Cure inadeguate e decesso: quando l'errore del medico rileva per la legge

“Le scrivo per una situazione purtroppo molto spiacevole. Mio padre poche settimane fa è stato soccorso in ambulanza per un forte dolore al petto e respiro affannato. Nonostante l’evidente gravità dei sintomi, il medico intervenuto non ha fatto altro che richiederne il trasporto in ospedale dopo avergli somministrato alcuni farmaci per lo stomaco, affermando non fosse nulla di serio.

Poche ore dopo, mio padre ha avuto un arresto cardiaco ed è deceduto.

Che cosa posso fare nei confronti di questo medico che ha curato in modo chiaramente non adeguato mio papà, causandone il decesso?”

Gentile lettore,

sono innanzitutto davvero addolorato per la vicenda che ha coinvolto suo padre e le porgo le mie condoglianze.

Quanto da lei cennato riguarda il tema della responsabilità del professionista sanitario e le conseguenze in caso di sua omessa o errata diagnosi.

In base a quanto raccontato, è necessario comprendere se un tempestivo e urgente trasporto in ospedale di suo papà, con il conseguente costante monitoraggio ed eventuale intervento chirurgico, avrebbe potuto scongiurarne il decesso, con probabilità prossima alla certezza.

Il giudice, infatti, in queste situazioni deve valutare se, ipotizzando l’azione doverosa omessa ed escludendo decorsi causali alternativi, l’evento fatale si sarebbe potuto evitare con un alto grado di probabilità. Il criterio con il quale viene verificato il nesso causale è dunque quello dell’alta probabilità logica, criterio che si basa su generalizzazioni scientifiche, ma anche sulla disamina delle specifiche circostanze del caso concreto.

Quanto ora affermato è da ultimo sostenuto nella sentenza n. 1788/2026 della quarta sezione penale della Corte di Cassazione.

Dal suo racconto, mi sembra di comprendere che il medico ha da subito escluso una patologia cardiaca e non ha dunque svolto alcun esame correlato, quale per esempio un elettrocardiogramma, e ha inoltre somministrato farmaci evidentemente inadeguati allo stato di salute di suo papà.

In situazioni come quella da lei descritta sono fondamentali e di indubbia rilevanza medico-legale le cosiddette “linee guida”, le quali descrivono più o meno analiticamente le condotte che i sanitari devono tenere in base allo specifico caso.

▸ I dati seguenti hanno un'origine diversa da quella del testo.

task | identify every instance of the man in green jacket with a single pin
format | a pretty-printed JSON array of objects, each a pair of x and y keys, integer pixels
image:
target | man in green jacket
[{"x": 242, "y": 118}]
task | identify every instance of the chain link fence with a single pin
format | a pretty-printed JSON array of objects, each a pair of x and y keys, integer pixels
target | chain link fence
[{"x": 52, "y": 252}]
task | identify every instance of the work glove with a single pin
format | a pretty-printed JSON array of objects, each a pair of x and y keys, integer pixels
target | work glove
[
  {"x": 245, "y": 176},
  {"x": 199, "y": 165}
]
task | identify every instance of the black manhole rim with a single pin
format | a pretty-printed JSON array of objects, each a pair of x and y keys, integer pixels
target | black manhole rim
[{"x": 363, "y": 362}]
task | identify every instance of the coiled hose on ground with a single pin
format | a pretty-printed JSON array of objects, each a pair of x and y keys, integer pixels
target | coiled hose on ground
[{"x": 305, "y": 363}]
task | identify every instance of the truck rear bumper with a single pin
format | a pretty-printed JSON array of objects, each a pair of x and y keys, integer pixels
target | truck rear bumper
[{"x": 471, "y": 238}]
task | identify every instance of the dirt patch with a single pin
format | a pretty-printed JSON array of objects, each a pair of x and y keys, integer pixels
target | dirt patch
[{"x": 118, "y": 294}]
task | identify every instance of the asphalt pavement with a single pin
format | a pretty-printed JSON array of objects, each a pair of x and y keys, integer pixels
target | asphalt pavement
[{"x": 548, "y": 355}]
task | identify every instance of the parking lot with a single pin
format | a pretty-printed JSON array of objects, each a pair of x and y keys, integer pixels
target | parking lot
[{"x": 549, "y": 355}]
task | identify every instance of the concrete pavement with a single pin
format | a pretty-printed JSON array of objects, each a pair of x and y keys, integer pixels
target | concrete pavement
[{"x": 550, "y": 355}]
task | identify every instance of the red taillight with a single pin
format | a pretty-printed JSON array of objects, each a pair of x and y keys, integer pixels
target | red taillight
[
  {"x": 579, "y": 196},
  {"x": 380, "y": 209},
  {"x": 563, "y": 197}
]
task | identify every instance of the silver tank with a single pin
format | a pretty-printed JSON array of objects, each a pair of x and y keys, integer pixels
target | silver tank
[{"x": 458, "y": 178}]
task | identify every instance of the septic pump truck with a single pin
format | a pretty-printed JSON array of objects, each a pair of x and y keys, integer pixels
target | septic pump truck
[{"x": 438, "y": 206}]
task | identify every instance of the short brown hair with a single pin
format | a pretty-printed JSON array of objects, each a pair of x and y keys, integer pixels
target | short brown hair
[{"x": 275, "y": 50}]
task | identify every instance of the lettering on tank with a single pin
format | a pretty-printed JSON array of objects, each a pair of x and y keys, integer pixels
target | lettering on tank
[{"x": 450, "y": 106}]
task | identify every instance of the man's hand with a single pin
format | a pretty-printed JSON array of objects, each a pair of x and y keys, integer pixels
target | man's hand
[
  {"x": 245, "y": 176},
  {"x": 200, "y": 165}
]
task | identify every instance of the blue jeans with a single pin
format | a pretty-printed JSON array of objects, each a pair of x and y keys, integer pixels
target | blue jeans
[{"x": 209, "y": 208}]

La pronuncia citata, inoltre, si fonda su precedenti e principi giurisprudenziali, in tema di responsabilità medica e nesso di causalità nel reato colposo omissivo, ormai consolidati.

A partire dalla sentenza n. 30328/2002 (Franzese) della Corte di Cassazione, è stata prevista la necessarietà di accertare il nesso causale con il citato “giudizio di alta probabilità logica”, basato, come anticipato, su indicazioni generiche e generali da contemperare con le circostanze specifiche effettivamente sussistenti nel caso concreto.

Questo principio è stato poi sviluppato negli anni successivi con la pronuncia n. 38343/2014 delle Sezioni Unite della Suprema Corte, la quale ha precisato che il giudizio deve combinare e bilanciare deduzioni logiche con analisi induttive del fatto storico.

Occorre poi ricordare anche le sentenze n. 16843/2021 e 30229/2021, nella quali viene ribadito che il giudizio controfattuale non può basarsi su mere percentuali statistiche, ma deve invece fondarsi su evidenze concrete e circostanze specifiche.

Fatte queste premesse, pertanto, il mio consiglio è quello di richiedere, a un suo consulente tecnico di fiducia, una perizia medico-legale, al fine di verificare se una condotta differente, e soprattutto più attenta, da parte del personale sanitario avrebbe potuto scongiurare, o quantomeno posticipare il più possibile, il triste evento.

Sulla base dei risultati della consulenza, potrà contattare un avvocato di sua fiducia al fine di tutelare i suoi diritti avanti alla competente Autorità Giudiziaria.